Evaluation criteria:
No data
Statistics:
Standard deviation
Species / strain:
S. typhimurium TA 1535, TA 1537, TA 98 and TA 100
Metabolic activation:
with and without
Genotoxicity:
negative
Cytotoxicity / choice of top concentrations:
cytotoxicity
Remarks:
Bacteriotoxic towards strains TA100, TA102, TA1535, TA537 at 500 µg per plate and to strain TA98 at 5000 µg per plate.
Vehicle controls validity:
valid
Untreated negative controls validity:
valid
Positive controls validity:
valid
Additional information on results:
The test compound failed to induce a significant increase in the mutation frequency of any of the tester strains in the absence and presence of a metabolic activation system. In one of the experiments without S9 a slight increase of the mutation frequency of strain TA102 was observed - however the effect was not significant and not reproducible.

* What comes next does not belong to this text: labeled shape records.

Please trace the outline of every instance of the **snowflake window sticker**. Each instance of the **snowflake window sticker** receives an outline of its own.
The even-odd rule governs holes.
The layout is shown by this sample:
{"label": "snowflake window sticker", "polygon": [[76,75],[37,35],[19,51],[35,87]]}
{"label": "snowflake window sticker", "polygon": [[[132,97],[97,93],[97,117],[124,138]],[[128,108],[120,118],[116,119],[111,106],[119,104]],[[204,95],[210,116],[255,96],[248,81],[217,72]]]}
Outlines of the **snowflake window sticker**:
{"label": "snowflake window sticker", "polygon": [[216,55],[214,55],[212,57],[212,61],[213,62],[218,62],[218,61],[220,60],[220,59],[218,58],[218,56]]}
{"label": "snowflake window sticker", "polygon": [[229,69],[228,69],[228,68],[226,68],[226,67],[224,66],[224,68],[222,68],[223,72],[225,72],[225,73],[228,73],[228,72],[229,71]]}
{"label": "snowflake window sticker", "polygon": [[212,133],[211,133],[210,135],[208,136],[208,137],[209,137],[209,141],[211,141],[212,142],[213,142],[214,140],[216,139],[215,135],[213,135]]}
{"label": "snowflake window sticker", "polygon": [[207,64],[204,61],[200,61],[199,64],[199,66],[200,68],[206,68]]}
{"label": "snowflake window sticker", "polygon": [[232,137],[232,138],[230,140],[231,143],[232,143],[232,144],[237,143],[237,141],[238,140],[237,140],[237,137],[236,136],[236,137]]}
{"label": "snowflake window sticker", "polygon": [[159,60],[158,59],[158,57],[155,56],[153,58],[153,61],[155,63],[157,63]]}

The estimation of the statistical significance of the difference between the mean number of revertants in the negative controls and the plates at each dosage level, using a χ² test, did not reveal a significant effect at any of the test points in the absence and presence of a metabolising system.
Remarks on result:
other: all strains/cell types tested
Remarks:
Migrated from field 'Test system'.

The results of the two independent main studies, AM083991 and AM083992, are shown in the following tables (see attached background material):

  • Table 1. Results of reverse mutation test AM083991 without metabolic activation.
  • Table 2. Results of reverse mutation test AM083991 with metabolic activation.
  • Table 3. Results of reverse mutation test AM083992 without metabolic activation.
  • Table 4. Results of reverse mutation test AM083991 with metabolic activation.
Conclusions:
The test substance was assessed for genotoxicity according to OECD guidline 471 with and without metabolic activation. The test substance was found not to be mutagenic both in the presence and absence of a metabolising system.
Endpoint conclusion
Endpoint conclusion:
no adverse effect observed (negative)

Genetic toxicity in vivo

Endpoint conclusion
Endpoint conclusion:
no study available

Additional information

Justification for classification or non-classification

The results of the following OECD 471, 487 and 490 tests performed on the substance did not show any evidence of mutagenicity.